Au Burkina Faso, l’obligation de rendre compte est plus ressentie compte tenu de sa situation de pays pauvre où un manque de contrôle peut entraîner un désordre dans la gestion budgétaire et financière au mépris du respect de l’orthodoxie financière.

Le fondement de ce contrôle ainsi admis, les régimes qui se sont succédés depuis 1960 à nos jours, ont à tout temps adopté des textes instituant une juridiction supérieure de contrôle des finances publiques.

C’est ainsi que la Constitution de 1960 a institué une Chambre des comptes qui était une section de la Cour Suprême pour assurer cette mission.
Mais ce n’était qu’une existence théorique. Pour combler ce vide, le législateur a eu recours à une ordonnance notamment l’ordonnance 69-47/PRES/MFC du 18 septembre 1969 portant loi organique relative aux lois de finances en son article 37, dernier alinéa, qui précisait qu’en attendant la mise en place de la Chambre des comptes, il sera créée une commission ad’hoc à qui les comptes de l’Etat seront soumis. Cette commission n’a pas fonctionné.

En 1982, les autorités ont pris successivement une ordonnance (ordonnance n° 82/0042/CMRPN/PRES du 29 octobre 1982 portant attribution, composition, organisation et fonctionnement de la Chambre des Comptes) et un décret (décret n°82/0427/CMRPN/PRES du 29 octobre 1982) fixant les règles et la procédures devant cette Chambre des comptes.
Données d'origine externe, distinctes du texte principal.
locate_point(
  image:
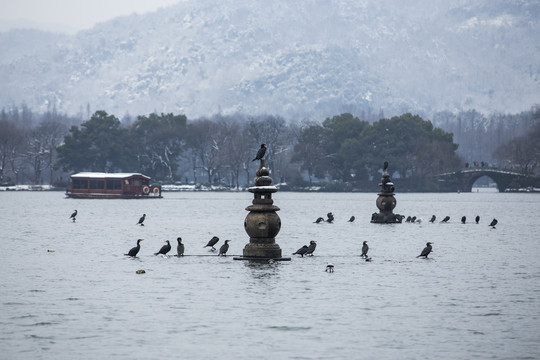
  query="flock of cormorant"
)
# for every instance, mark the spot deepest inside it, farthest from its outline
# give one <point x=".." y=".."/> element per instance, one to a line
<point x="410" y="219"/>
<point x="304" y="250"/>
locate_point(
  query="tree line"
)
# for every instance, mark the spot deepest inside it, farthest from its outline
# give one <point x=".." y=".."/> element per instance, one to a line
<point x="340" y="153"/>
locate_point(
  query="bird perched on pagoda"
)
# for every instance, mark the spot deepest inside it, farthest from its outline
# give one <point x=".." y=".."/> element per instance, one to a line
<point x="426" y="251"/>
<point x="260" y="153"/>
<point x="141" y="220"/>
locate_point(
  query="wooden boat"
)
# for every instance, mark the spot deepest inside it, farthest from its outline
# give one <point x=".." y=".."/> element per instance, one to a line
<point x="93" y="185"/>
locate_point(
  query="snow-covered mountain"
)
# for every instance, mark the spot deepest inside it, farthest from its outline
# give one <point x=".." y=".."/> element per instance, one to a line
<point x="297" y="59"/>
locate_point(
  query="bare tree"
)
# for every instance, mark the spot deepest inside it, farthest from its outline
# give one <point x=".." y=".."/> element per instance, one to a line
<point x="11" y="142"/>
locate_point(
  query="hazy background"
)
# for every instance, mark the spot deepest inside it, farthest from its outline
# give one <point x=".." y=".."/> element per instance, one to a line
<point x="69" y="16"/>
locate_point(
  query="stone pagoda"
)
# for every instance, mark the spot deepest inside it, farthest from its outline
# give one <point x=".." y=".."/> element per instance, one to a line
<point x="386" y="201"/>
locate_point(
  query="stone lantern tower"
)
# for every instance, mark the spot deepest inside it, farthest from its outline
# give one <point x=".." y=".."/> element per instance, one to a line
<point x="262" y="223"/>
<point x="386" y="201"/>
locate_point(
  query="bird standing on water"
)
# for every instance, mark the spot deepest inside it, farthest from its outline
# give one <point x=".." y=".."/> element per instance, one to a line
<point x="329" y="267"/>
<point x="301" y="251"/>
<point x="213" y="241"/>
<point x="164" y="249"/>
<point x="260" y="153"/>
<point x="224" y="248"/>
<point x="179" y="247"/>
<point x="365" y="249"/>
<point x="135" y="250"/>
<point x="330" y="217"/>
<point x="426" y="251"/>
<point x="311" y="248"/>
<point x="141" y="220"/>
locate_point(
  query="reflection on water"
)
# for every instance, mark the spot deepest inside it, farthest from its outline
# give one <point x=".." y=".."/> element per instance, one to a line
<point x="477" y="295"/>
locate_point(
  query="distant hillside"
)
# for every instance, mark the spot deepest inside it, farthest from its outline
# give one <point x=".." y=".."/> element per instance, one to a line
<point x="292" y="58"/>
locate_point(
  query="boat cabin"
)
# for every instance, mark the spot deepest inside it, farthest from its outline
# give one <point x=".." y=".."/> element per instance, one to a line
<point x="112" y="185"/>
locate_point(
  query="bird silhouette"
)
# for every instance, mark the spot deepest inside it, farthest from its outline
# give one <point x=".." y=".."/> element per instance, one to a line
<point x="301" y="251"/>
<point x="164" y="249"/>
<point x="365" y="249"/>
<point x="311" y="248"/>
<point x="330" y="217"/>
<point x="213" y="241"/>
<point x="329" y="267"/>
<point x="179" y="247"/>
<point x="224" y="248"/>
<point x="141" y="220"/>
<point x="426" y="250"/>
<point x="260" y="153"/>
<point x="135" y="250"/>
En 1983, les premiers textes qui consacreront l’existence de la Chambre des comptes furent les ordonnances n°84-018et 019/CNR/PRES du 03 mai 1984 qui créent une Haute Cour d’Etat et une Haute Cour judiciaire comprenant une Chambre des comptes. C’est au cours de la même année 1984 qu’ont été installés en qualité de magistrats, trois hauts cadres de l’administration financière mis à la disposition du Ministère de la Justice.
Après adoption de la Constitution en juin 1991, l’ordonnance n°91-0051/PRES du 26 août 1991, portant composition, organisation et fonctionnement de la Cour Suprême a rétabli celle-ci dans sa composition et ses attributions initiales comme l’avait prévu la loi n°10/63 AN de 1963.

Ainsi la Chambre des comptes aura trois missions essentielles :

  •  La mission juridictionnelle consistant essentiellement au jugement des comptes des comptables publics, des comptables de fait et en la sanction de faute de gestion des ordonnateurs.
  • La mission de contrôle budgétaire et de gestion visant le contrôle de la légalité, de la régularité et de gestion des opération de l’Etat, des collectivités locales, des entreprises publiques et des organismes bénéficiaires de subventions.
  • La mission informative dont l’objet étant d’établir des rapports à l’attention du Président du Faso et de l’Assemblée Nationale pour porter à leur connaissance les observations faites au cours des contrôles et leur suggérer les reformes nécessaires en matière de finances et de budget.

Par la suite, la Constitution a été modifiée supprimant la Cour Suprême, instituant le Conseil Constitutionnel et trois Hautes Juridictions que sont la Cour de Cassation, le Conseil d’Etat et la Cour des Comptes.

La loi organique n°014/2000/AN du 16 mai 2000 est intervenu pour la mise en place de la Cour des comptes, précisant ces compétences et objectifs, sa composition et ses attributions, son organisation et son fonctionnement, et procédure applicable devant elle.